Why does Python use hash table to implement dict, but not Red-Black Tree? [closed]

Question

Why does Python use hash table to implement dict, but not Red-Black Tree?

What is the key? Performance?

Answer 1

This is a general, non-Python-specific answer.

Algorithmic complexity comparison

       | Hash Table  |   Red-Black Tree    |
-------+-------------+---------------------+
Space  | O(n) : O(n) | O(n)     : O(n)     |
Insert | O(1) : O(n) | O(log n) : O(log n) |
Fetch  | O(1) : O(n) | O(log n) : O(log n) |
Delete | O(1) : O(n) | O(log n) : O(log n) |
       | avg  :worst | average  : worst    |

The problem with hash tables is that hashes can collide. There are various mechanisms to resolve collisions, e.g. open addressing or separate chaining. The absolute worst case is that all keys have the same hash code, in which case a hash table will degrade into a linked list.

In all other cases, a hash table is a great data structure that's easy to implement and delivers good performance. A downside is that implementations that can quickly grow the table and redistribute their entries will likely waste nearly as much memory as is actually being used.

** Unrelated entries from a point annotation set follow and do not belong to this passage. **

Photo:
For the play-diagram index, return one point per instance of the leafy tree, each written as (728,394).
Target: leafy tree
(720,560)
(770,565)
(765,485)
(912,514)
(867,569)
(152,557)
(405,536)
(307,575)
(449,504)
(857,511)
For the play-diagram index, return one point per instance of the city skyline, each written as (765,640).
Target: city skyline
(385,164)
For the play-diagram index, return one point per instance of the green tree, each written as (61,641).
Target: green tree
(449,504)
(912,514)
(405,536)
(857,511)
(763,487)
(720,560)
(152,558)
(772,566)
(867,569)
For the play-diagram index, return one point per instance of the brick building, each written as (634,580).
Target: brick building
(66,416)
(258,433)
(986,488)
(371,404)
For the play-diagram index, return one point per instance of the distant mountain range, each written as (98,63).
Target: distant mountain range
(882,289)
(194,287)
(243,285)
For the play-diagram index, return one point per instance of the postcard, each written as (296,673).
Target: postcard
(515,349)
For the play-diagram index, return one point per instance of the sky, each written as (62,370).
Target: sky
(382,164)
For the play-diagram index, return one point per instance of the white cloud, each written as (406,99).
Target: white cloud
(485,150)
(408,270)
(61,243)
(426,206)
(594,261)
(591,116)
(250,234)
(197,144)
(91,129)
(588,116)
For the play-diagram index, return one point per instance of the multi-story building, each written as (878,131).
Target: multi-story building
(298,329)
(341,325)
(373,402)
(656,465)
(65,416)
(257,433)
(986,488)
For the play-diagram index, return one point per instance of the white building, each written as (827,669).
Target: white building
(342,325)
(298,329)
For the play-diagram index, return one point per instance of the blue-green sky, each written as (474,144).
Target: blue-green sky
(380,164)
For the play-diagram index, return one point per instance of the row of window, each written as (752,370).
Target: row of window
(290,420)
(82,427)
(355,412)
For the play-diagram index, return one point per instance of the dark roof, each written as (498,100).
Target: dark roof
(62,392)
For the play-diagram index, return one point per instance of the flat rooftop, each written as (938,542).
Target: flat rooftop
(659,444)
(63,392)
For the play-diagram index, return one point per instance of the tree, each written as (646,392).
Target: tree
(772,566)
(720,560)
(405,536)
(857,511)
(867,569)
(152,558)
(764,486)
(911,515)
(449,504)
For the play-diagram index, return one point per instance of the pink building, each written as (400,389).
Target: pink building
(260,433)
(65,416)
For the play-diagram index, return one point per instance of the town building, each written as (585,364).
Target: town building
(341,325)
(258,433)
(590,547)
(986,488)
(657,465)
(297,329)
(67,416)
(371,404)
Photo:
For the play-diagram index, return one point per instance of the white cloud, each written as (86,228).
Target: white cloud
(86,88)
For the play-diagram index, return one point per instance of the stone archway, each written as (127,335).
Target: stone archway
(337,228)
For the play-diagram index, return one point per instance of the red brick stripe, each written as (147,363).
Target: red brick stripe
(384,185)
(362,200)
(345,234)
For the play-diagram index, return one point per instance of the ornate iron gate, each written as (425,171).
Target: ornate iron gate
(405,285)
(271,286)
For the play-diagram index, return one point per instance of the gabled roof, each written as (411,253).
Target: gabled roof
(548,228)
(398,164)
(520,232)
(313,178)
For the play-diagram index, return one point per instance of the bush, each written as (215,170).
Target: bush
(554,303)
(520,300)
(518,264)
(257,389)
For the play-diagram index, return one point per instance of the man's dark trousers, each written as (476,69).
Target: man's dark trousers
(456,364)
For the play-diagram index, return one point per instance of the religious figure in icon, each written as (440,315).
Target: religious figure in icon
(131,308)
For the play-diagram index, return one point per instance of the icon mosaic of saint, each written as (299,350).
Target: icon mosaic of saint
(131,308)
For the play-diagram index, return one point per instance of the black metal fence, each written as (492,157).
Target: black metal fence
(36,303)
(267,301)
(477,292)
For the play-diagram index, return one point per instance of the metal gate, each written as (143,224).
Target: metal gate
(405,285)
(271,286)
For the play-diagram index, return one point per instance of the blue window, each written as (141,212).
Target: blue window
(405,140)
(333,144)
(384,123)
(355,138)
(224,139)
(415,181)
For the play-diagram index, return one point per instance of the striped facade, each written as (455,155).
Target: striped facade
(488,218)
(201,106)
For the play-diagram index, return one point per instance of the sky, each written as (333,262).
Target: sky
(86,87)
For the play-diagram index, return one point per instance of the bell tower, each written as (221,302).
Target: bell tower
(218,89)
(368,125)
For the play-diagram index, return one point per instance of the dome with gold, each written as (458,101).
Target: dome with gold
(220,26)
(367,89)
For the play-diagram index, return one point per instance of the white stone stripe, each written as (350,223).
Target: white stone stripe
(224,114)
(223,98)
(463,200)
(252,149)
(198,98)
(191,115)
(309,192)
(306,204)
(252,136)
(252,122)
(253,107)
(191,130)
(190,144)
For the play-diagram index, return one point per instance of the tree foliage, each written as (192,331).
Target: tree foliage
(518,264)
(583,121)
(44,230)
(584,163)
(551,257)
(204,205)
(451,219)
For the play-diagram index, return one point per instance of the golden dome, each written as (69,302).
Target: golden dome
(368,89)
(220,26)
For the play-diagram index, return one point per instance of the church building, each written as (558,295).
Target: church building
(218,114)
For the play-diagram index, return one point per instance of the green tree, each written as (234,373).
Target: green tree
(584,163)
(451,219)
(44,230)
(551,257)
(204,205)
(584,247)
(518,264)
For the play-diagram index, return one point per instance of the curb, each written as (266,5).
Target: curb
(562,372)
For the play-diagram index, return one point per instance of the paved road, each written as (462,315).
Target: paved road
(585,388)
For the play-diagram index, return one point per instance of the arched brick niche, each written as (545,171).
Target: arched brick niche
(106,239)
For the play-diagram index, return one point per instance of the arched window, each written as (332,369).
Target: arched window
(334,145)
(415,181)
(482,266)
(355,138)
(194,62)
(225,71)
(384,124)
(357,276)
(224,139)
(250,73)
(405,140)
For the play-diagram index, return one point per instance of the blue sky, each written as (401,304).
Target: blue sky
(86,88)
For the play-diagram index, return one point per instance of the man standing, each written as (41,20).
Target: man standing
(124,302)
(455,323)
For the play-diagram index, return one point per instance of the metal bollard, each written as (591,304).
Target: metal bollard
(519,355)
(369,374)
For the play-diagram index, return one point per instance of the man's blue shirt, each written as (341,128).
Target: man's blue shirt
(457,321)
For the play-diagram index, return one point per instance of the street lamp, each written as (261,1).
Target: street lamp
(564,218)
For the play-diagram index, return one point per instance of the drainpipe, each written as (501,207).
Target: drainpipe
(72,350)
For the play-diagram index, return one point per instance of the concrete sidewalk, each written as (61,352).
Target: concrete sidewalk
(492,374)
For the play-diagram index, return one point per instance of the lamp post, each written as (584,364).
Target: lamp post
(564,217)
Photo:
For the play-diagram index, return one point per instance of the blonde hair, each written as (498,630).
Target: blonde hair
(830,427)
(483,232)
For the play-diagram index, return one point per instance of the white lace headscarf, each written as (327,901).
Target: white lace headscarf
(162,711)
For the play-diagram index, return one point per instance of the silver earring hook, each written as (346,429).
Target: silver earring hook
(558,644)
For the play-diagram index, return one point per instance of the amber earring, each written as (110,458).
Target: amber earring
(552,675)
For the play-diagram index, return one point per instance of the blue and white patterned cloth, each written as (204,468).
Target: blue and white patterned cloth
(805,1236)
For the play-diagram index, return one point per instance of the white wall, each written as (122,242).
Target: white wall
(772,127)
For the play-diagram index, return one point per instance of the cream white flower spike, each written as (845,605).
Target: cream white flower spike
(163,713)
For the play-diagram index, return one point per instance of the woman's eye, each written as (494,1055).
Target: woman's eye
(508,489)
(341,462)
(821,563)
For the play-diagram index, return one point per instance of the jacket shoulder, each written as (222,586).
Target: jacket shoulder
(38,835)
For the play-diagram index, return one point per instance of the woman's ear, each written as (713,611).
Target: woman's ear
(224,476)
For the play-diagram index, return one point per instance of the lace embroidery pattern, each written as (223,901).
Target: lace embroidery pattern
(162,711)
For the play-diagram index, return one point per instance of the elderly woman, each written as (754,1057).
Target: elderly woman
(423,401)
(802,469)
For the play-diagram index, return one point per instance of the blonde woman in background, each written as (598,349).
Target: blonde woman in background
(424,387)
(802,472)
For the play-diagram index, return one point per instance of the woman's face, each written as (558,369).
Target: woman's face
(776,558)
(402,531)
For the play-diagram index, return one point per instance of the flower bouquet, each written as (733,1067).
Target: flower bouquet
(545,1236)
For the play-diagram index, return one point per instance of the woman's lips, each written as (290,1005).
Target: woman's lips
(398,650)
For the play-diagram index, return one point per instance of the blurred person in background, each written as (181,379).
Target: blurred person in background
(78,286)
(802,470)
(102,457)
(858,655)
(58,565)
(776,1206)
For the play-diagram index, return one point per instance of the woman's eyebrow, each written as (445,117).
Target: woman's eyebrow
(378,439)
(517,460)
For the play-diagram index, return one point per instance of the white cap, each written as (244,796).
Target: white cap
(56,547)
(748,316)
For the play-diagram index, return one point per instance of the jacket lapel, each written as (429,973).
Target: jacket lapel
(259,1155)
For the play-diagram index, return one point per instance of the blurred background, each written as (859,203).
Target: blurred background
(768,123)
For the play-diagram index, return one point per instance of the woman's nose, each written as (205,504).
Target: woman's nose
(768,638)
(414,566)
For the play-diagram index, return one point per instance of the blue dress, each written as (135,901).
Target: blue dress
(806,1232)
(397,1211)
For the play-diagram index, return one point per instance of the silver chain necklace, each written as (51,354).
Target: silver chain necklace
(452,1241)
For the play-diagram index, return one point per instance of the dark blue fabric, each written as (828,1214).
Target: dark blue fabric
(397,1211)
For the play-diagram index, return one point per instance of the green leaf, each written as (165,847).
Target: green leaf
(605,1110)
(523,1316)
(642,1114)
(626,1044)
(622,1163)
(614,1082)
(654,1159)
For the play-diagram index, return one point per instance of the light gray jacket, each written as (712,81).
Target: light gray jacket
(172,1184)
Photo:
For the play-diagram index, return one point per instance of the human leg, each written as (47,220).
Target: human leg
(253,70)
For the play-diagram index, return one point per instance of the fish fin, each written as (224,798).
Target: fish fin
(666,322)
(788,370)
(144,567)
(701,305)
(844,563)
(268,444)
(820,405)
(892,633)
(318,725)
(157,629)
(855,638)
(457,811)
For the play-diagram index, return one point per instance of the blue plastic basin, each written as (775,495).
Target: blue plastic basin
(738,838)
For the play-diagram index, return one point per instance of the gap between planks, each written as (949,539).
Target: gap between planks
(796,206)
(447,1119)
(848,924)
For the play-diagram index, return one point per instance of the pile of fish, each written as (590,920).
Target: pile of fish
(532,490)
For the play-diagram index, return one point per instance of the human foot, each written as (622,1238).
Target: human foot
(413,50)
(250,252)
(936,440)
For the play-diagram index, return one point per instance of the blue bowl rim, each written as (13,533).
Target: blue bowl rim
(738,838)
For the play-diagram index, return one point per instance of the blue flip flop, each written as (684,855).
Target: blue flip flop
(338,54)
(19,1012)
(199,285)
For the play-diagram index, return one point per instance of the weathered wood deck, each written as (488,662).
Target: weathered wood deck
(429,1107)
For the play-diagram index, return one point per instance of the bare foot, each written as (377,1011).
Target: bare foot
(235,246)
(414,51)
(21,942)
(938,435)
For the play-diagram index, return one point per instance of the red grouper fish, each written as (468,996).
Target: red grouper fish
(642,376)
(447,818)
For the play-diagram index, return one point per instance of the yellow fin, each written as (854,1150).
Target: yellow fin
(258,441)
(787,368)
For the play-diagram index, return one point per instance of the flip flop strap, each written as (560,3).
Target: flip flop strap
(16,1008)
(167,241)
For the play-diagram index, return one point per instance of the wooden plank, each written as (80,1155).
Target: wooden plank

RB-Trees are self-balancing and do not change their algorithmic complexity in a worst case. However, they are more difficult to implement. Their average complexities are also worse than that of a hash table.

Restrictions on keys

All keys in a hash table must be hashable and comparable for equality among each other. This is especially easy for strings or integers, but is also fairly straightforward to extend to user-defined types. In some languages like Java these properties are guaranteed by definition.

Keys in an RB-Tree must have a total order: each key must be comparable with any other key, and the two keys must either compare smaller, greater, or equal. This ordering equality must be equivalent to semantic equality. This is straightforward for integers and other numbers, also fairly easy for strings (the order need only be consistent and not externally observable, so the order does not need to consider locales^[1]), but difficult for other types that have no inherent order. It is absolutely impossible to have keys of different types unless some comparison between them is possible.

^{[1]: Actually, I'm wrong here. Two strings may not be byte-equal but still be equivalent according to the rules of some language. See e.g. Unicode normalizations for one example where two equal strings are encoded differently. Whether Unicode character composition matters for your hash key is something that a hash table implementation cannot know.}

One might think that a cheap solution for RB-Tree keys would be to first test for equality, then compare identity (i.e. compare pointers). However, this ordering would not be transitive: If a == b and id(a) > id(c), then it must follow that id(b) > id(c) as well, which is not guaranteed here. So instead, we might use the hash code of keys as the lookup keys. Here, the ordering works correctly, but we might end up with multiple distinct keys with the same hash code, which will be assigned to the same node in the RB tree. To solve these hash collisions we can use separate chaining just like with hash tables, but this also inherits the worst case behaviour for hash tables – the worst of both worlds.

Other Aspects

• I expect to a hash table to have better memory locality than a tree, because a hash table is essentially just an array.

• Entries in both data structures have a fairly high overhead:

  • hash table: key, value, and next entry pointer in the case of separate chaining. Also storing the hash code can speed up resizing.
  • RB-tree: key, value, colour, left child pointer, right child pointer. Note that while colour is a single bit, alignment issues could mean you'd still be wasting enough space for nearly a whole pointer, or even nearly four pointers when only power-of-two sized memory blocks can be allocated. In any case, an RB-tree entry consumes more memory than a hash table entry.

• Insertions and deletions in an RB-tree involve tree rotations. These aren't really costly, but do involve an overhead. In a hash, insertion and deletion are no more expensive than a simple access (although resizing a hash table upon insertion is an O(n) endeavour).

• Hash tables are inherently mutable, whereas an RB-tree could also be implemented in an immutable fashion. However, this is rarely useful.

Answer 2

There are a whole range of reasons that might be true, but the key ones are likely to be:

• Hash tables are easier to implement than trees. Neither is entirely trivial, but hash tables are a bit easier, and the impact on the domain of legal keys is less stringent as you just need a hashing function and an equality function; trees require a total order function, and that's a lot harder to write.
• Hash tables (may) have better performance at small sizes. This matters a lot because a significant fraction of work only theoretically deals with large datasets; in practice, much actually works with only tens or hundreds of keys, not millions. Small scale performance matters a lot, and you can't use asymptotic analysis to figure out what is best there; you have to actually implement and measure.

Easier to write/maintain, and a performance winner in typical use cases? Sign me up, please!